Es gibt keine gesetzlichen Vorschriften zum Trampen. Es ist also grundsätzlich nicht verboten. Solltest du dich als Leitung einer Gruppe für diese Fortbewegungsmöglichkeit entscheiden, habe bitte folgende Punkte im Blick:

  • Du bist als TramperIn nicht so gut versichert (nur wenn eine Insassenversicherung besteht).
  • Es dürfen nur so viele Personen befördert werden, wie Sitzgelegenheiten mit Sicherheitsgurten vorhanden sind (das Mitfahren auf Lastflächen von LKW ist verboten).
  • Du darfst den Straßenverkehr durch das Trampen in keinerlei Weise behindern, ebenso darfst du weder deine eigene Sicherheit noch die deiner Gruppe gefährden (kein Betreten der Fahrbahn, um Autos anzuhalten; kein Betreten der Autobahn; Zusteigen auf Raststätten oder Tankstellen).

In der Regel kennst du den/die FahrerIn beim Trampen nicht. Du vertraust ihr/ihm aber die Sicherheit deiner TeilnehmerInnen an. Unter dem Gesichtspunkt der Aufsichtspflicht raten wir dir vom Trampen ab!

Erkrankungen und Verletzungen

Für den Zeitraum der Freizeit/Veranstaltung bist du verpflichtet, die Teilnehmenden vor körperlichen und gesundheitlichen Schäden zu bewahren. Dazu gehört erforderlichenfalls auch das Aufsuchen einer Ärztin.


Medizinischer Notfall oder nicht?
Bevor du mit dem*r betroffenen Teilnehmenden eine*n Ärzt*in aufsuchen kannst, musst du abwägen, ob es sich um einen medizinischen Notfall handelt oder eine ärztliche Untersuchung und Behandlung lediglich ratsam ist. Denn obwohl dir die Aufsichts- und Fürsorgepflicht übertragen wurde, bleiben die Personensorgeberechtigten der*s betroffenen Teilnehmenden grundsätzlich Entscheider für oder gegen eine ärztliche Untersuchung und Behandlung. Leider ist es meist aber nicht einfach abzuschätzen, ob es sich um einen medizinischen Notfall handelt oder nicht. Schließlich bist du als Leiter*in eben kein*e Expert*in für medizinische Einschätzungen und Fachfragen. Aber auch scheinbar unauffällige Gesundheitsbeschwerden können gesundheitliche Schäden nach sich ziehen. Da du als Aufsichtspflichtige*r dafür Sorge zu tragen hast, Schäden abzuwenden, musst du auch bei unklarem Sachverhalt direkt handeln und gegebenenfalls eine*n Ärzt*in hinzuziehen.


Personensorgeberechtigten informieren!
Sollte während der Freizeit/Veranstaltung bei einer*m Teilnehmenden eine ärztliche Behandlung oder ein ambulanter/stationärer Krankenhausaufenthalt erforderlich erscheinen, musst du unverzüglich versuchen, mit den Personensorgeberechtigten der*s betroffenen Teilnehmenden Kontakt aufzunehmen und das weitere Vorgehen zu besprechen. Erst wenn du die Personensorgeberechtigten auch nach mehrfachen Versuchen nicht kontaktieren kannst bist du berechtigt, mit der*m Teilnehmenden dennoch eine*n Ärzt*in aufzusuchen.

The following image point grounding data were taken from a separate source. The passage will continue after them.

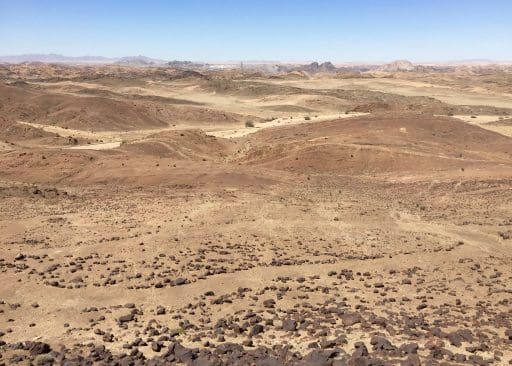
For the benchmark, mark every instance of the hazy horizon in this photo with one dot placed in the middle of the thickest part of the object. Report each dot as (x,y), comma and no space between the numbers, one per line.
(287,31)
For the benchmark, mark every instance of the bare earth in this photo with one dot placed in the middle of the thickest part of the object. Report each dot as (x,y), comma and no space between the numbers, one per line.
(157,216)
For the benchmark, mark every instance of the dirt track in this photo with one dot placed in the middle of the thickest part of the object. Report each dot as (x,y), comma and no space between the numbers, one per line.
(319,237)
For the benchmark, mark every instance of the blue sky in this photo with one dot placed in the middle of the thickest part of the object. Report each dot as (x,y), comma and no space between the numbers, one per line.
(287,30)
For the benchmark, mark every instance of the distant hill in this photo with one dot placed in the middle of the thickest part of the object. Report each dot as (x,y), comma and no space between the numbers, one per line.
(54,58)
(398,65)
(140,61)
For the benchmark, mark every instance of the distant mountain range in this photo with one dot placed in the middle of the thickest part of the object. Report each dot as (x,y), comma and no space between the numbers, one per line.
(54,58)
(401,65)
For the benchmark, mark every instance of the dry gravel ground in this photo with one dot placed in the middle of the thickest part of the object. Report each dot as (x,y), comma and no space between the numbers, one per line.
(381,236)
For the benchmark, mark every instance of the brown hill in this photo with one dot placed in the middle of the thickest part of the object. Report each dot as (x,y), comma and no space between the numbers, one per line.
(179,145)
(377,144)
(84,113)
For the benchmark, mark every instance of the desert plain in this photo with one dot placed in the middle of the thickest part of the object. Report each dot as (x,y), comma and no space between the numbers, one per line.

Einzige Ausnahme sind medizinische Notfälle. Diese sind gegeben, wenn du aufgrund der Umstände des Einzelfalles unverzügliche medizinische Untersuchungen und Behandlungen für dringend notwendig erachtest. In der Regel geht es der*m Teilnehmenden so schlecht, dass ein Rettungsdienst angerufen werden muss. In solchen Fällen muss die ärztliche Untersuchung und Behandlung dem Kontaktversuch mit den Personensorgeberechtigten vorgehen.

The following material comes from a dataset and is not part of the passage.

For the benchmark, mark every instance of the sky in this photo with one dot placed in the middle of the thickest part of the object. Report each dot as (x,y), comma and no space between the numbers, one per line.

Empfehlung: In jedem Fall Handeln!
In jedem Fall musst du handeln. Wenn du bei gesundheitlicher Gefahr oder Not es unterlässt zu handeln, obwohl dies erforderlich und dir den Umständen nach zuzumuten ist, kannst du dich strafbar machen. Deshalb gilt: Wenn ein medizinisch bedenklicher Fall entsteht, die Zeit es zulässt, also kein akuter Notfall vorliegt, musst du die Personensorgeberechtigten kontaktieren und mit ihnen das weitere Vorgehen abstimmen. Sollten die Personensorgeberechtigten nicht erreichbar sein und kann ein gesundheitlicher Schaden nicht ausgeschlossen werden, darfst und musst du mit der*m betroffenen Teilnehmenden eine*n Ärzt*in aufsuchen. In medizinischen Notfällen bist du dagegen verpflichtet, sofort eine*n Ärzt*in einzuschalten und erst im Nachhinein, bzw. sobald es die Umstände zulassen, die Personensorgeberechtigten kontaktieren.

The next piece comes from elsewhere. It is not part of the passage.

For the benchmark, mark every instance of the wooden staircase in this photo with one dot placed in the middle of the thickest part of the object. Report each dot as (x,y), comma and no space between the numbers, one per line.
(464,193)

Einverständnis der Personensorgeberechtigten einholen
Um diese Zwickmühle von Vornherein zu umgehen, empfehlen wir dir, das Einverständnis der Personensorgeberechtigten für den Arztbesuch im Vorhinein einzuholen. Eine entsprechende Vorlage findest du im Anmeldeformular für Freizeiten.